Bad news on the door step
A couple of days after Eau Claire, the Winter Dance Party saw what a real Midwest winter is like. They were stranded in Appleton, Wis., on Feb. 1 when their bus broke down. With no heat, they burned newspapers in the aisle to keep warm. One of the band members suffered frostbite.
They made it to Green Bay that night, however, and played. Then they flew to Iowa and performed at the Surf Ballroom at Clear Lake on Feb. 2.
That evening - a Monday - Holly, Valens and the Big Bopper decided to fly ahead for a little rest and to get the musicians' costumes dry cleaned. The rest of the party would take the bus, which meant a long, cold ride across the wind-swept prairie.
Richie Valens won a coin toss to get a seat on the plane.
Shortly after 1 a.m. on Feb. 3, the plane took off from Mason City Municipal Airport. Just a few miles later, it quickly lost altitude. The plane slammed into the ground at 170 miles per hour.
My mother didn't find out about Holly's death until she got home from school that night and turned on her radio. The local station was playing "That'll Be The Day," "La Bamba" and "Chantilly Lace" - her favorite songs - over and over. Her exuberance ended when the disc jockey told the unhappy news.

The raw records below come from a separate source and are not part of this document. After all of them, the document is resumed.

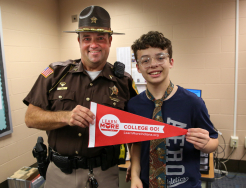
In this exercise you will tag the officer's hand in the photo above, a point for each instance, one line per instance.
(198, 137)
(136, 183)
(128, 173)
(80, 116)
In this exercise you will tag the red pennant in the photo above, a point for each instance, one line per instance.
(113, 126)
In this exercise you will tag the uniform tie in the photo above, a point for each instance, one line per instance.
(157, 152)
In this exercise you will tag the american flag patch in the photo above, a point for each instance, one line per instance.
(46, 72)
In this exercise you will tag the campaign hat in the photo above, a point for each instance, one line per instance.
(94, 19)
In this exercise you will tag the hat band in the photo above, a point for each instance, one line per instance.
(96, 30)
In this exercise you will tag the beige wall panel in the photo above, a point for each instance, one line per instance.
(48, 41)
(222, 121)
(9, 21)
(242, 43)
(198, 45)
(242, 76)
(227, 91)
(170, 16)
(227, 106)
(237, 154)
(242, 8)
(228, 10)
(25, 69)
(241, 107)
(143, 20)
(14, 53)
(72, 53)
(213, 106)
(149, 6)
(68, 41)
(228, 44)
(191, 30)
(21, 85)
(3, 155)
(121, 22)
(227, 76)
(241, 92)
(242, 26)
(189, 61)
(18, 117)
(216, 91)
(20, 38)
(220, 28)
(219, 60)
(242, 60)
(45, 55)
(16, 101)
(241, 122)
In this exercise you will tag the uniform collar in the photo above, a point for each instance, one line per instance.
(107, 71)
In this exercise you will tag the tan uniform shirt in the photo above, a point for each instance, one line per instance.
(70, 85)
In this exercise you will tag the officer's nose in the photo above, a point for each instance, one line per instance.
(153, 62)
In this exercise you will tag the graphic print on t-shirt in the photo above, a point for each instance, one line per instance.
(177, 170)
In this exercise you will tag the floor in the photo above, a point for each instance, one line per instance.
(233, 180)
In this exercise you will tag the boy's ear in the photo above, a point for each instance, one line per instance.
(137, 65)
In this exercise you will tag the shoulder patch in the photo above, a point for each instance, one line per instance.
(134, 86)
(47, 71)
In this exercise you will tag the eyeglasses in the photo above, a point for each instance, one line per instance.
(146, 61)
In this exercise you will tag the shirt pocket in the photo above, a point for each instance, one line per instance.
(115, 102)
(62, 100)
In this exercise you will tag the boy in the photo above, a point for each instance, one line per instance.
(175, 106)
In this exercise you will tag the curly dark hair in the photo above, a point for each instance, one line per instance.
(153, 39)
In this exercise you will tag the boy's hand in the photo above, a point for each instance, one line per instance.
(198, 137)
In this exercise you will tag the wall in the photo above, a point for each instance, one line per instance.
(203, 36)
(31, 42)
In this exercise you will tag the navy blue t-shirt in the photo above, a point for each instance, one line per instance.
(185, 110)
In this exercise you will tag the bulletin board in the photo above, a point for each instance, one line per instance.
(5, 115)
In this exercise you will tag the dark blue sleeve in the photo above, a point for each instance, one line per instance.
(203, 119)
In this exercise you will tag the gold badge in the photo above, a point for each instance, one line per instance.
(114, 99)
(62, 88)
(93, 19)
(114, 90)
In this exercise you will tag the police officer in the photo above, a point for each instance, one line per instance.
(60, 99)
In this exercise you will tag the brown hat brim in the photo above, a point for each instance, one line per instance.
(94, 31)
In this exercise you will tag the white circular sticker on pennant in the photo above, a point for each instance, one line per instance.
(109, 125)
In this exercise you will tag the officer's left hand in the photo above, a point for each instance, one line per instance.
(198, 137)
(128, 173)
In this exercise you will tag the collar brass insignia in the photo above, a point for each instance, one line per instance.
(115, 90)
(63, 83)
(93, 19)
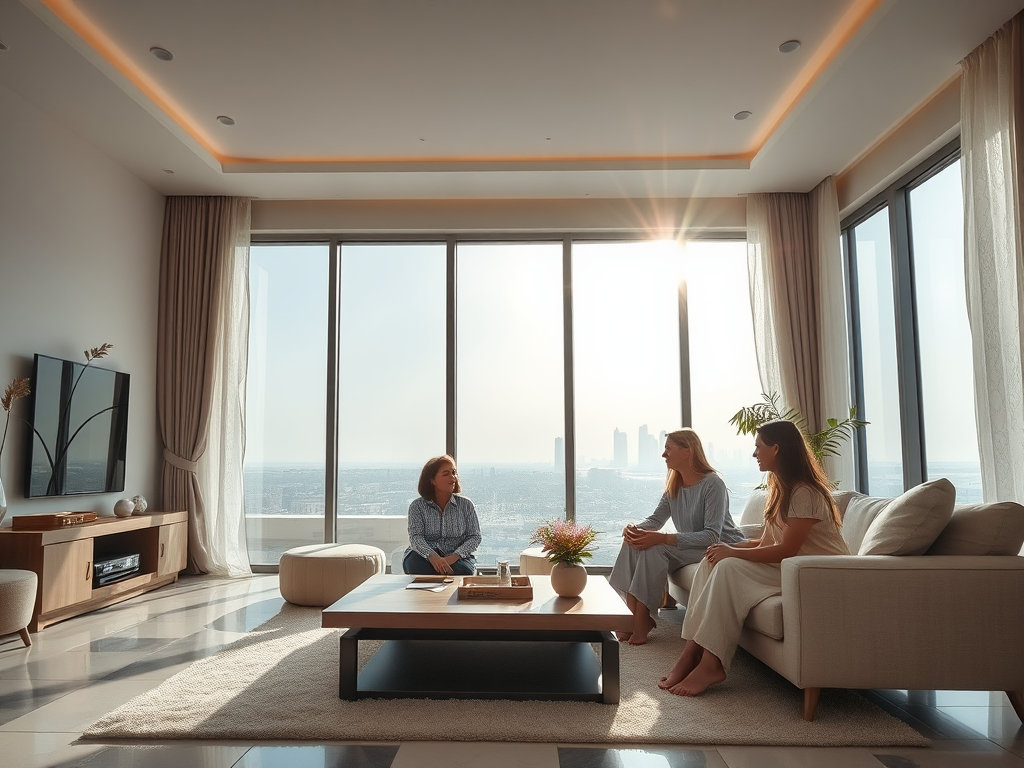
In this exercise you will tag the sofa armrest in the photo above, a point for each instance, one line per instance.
(920, 623)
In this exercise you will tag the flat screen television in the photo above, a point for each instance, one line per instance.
(79, 435)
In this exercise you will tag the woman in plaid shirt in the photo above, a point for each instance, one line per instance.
(443, 531)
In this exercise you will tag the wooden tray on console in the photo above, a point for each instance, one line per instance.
(50, 521)
(485, 588)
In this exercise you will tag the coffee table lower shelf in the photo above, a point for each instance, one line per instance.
(481, 664)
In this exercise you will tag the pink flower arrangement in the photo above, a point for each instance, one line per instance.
(565, 542)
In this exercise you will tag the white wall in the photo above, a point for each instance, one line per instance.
(79, 266)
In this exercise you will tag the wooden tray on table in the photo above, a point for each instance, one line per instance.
(486, 588)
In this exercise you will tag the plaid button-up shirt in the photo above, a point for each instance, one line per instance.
(455, 531)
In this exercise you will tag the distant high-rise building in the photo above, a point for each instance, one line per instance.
(620, 454)
(647, 452)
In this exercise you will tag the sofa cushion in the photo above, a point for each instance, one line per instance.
(909, 523)
(982, 529)
(858, 513)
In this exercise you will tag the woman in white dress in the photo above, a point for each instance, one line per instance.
(800, 519)
(697, 502)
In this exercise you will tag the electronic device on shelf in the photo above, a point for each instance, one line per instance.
(79, 435)
(114, 568)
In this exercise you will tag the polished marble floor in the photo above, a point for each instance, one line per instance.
(81, 669)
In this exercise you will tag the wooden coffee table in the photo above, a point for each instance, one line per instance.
(442, 647)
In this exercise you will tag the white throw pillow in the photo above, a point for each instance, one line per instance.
(995, 528)
(910, 522)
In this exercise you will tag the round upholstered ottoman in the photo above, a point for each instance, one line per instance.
(534, 561)
(321, 573)
(17, 598)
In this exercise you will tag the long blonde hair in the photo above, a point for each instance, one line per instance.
(797, 466)
(686, 437)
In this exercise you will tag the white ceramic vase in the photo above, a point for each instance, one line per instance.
(124, 508)
(568, 581)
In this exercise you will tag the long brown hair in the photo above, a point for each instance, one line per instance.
(686, 437)
(797, 466)
(429, 471)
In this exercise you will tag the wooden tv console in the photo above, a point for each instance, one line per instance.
(62, 559)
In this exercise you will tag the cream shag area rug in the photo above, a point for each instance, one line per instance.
(281, 682)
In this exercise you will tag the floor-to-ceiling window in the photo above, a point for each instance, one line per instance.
(464, 345)
(880, 385)
(911, 345)
(723, 364)
(286, 396)
(626, 350)
(509, 389)
(391, 369)
(936, 213)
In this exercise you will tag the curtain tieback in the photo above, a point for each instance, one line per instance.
(176, 461)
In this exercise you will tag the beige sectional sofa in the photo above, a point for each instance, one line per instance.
(934, 600)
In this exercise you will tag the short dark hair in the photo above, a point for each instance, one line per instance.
(428, 473)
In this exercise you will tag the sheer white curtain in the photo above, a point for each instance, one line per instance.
(798, 300)
(219, 468)
(833, 331)
(201, 375)
(991, 128)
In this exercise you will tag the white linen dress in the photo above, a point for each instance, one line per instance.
(722, 595)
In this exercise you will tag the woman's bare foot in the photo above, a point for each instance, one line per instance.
(686, 663)
(642, 625)
(710, 672)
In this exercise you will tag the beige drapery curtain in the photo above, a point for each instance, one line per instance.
(201, 364)
(991, 142)
(798, 300)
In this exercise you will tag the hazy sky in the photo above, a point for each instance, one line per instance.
(510, 357)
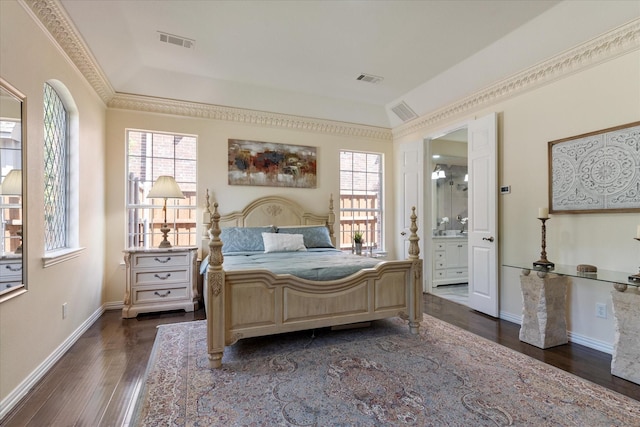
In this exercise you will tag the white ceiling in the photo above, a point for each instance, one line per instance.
(292, 57)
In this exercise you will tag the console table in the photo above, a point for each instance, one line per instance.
(544, 318)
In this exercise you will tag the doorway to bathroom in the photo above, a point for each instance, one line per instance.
(449, 183)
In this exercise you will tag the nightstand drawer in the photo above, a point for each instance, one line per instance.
(160, 277)
(160, 280)
(157, 261)
(142, 296)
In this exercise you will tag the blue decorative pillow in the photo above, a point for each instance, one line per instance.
(243, 239)
(315, 236)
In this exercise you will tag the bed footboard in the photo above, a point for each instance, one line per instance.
(249, 303)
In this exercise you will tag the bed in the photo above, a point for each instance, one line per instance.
(251, 300)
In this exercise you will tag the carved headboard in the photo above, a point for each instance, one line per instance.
(271, 210)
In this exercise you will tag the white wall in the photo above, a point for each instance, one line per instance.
(31, 325)
(212, 173)
(600, 97)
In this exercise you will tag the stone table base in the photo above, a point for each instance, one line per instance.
(544, 321)
(625, 362)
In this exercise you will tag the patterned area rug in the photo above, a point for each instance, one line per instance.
(375, 376)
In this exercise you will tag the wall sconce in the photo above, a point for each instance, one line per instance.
(438, 173)
(12, 186)
(165, 188)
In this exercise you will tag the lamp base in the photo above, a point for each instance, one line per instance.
(165, 243)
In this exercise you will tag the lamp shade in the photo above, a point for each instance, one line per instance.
(165, 187)
(12, 184)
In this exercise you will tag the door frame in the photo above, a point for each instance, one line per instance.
(427, 198)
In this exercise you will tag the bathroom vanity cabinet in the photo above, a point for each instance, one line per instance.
(450, 260)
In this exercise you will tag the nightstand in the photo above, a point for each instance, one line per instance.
(160, 280)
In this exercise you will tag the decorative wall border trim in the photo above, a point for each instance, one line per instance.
(615, 43)
(56, 21)
(612, 44)
(244, 116)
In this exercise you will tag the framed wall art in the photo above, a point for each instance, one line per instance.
(271, 164)
(596, 172)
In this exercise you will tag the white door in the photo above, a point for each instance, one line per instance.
(409, 164)
(483, 223)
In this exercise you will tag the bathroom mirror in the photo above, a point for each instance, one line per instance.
(449, 183)
(12, 218)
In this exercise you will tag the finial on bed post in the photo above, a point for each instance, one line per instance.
(206, 215)
(414, 249)
(331, 220)
(215, 295)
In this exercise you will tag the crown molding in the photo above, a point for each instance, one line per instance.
(244, 116)
(610, 45)
(55, 20)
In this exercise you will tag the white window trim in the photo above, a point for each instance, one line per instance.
(60, 255)
(73, 208)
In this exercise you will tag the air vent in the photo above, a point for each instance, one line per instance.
(177, 40)
(405, 112)
(369, 78)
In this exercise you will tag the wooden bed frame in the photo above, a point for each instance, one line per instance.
(250, 303)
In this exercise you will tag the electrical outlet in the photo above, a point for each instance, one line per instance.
(601, 310)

"The lovers cried and the poets dreamed. But not a word was spoken - the church bells all were broken."
Miss American Pie
I've never been to the cornfield where Buddy Holly lost his life. Maybe some day I will go. Each year a Winter Dance Party festival is held in Mason City, and mourners gather at the crash site to pay their respects.
And every year the newspapers and television stations in those towns where Holly performed that winter retell the story of what happened and show blurry black and white photographs of their sock hop. Whenever I see pictures from Eau Claire, I look for my mother in them.
I've never seen her, though she has a clipping from some years back that she says shows her friend's older sister. A smile brighter than a summer's dawn covers the girl's face as her hair whirls with her hips in beat to the song Holly belted out only a few feet away.
And each time I think of that face, I remember those immortal lines: "Do you recall what was revealed, the day the music died?"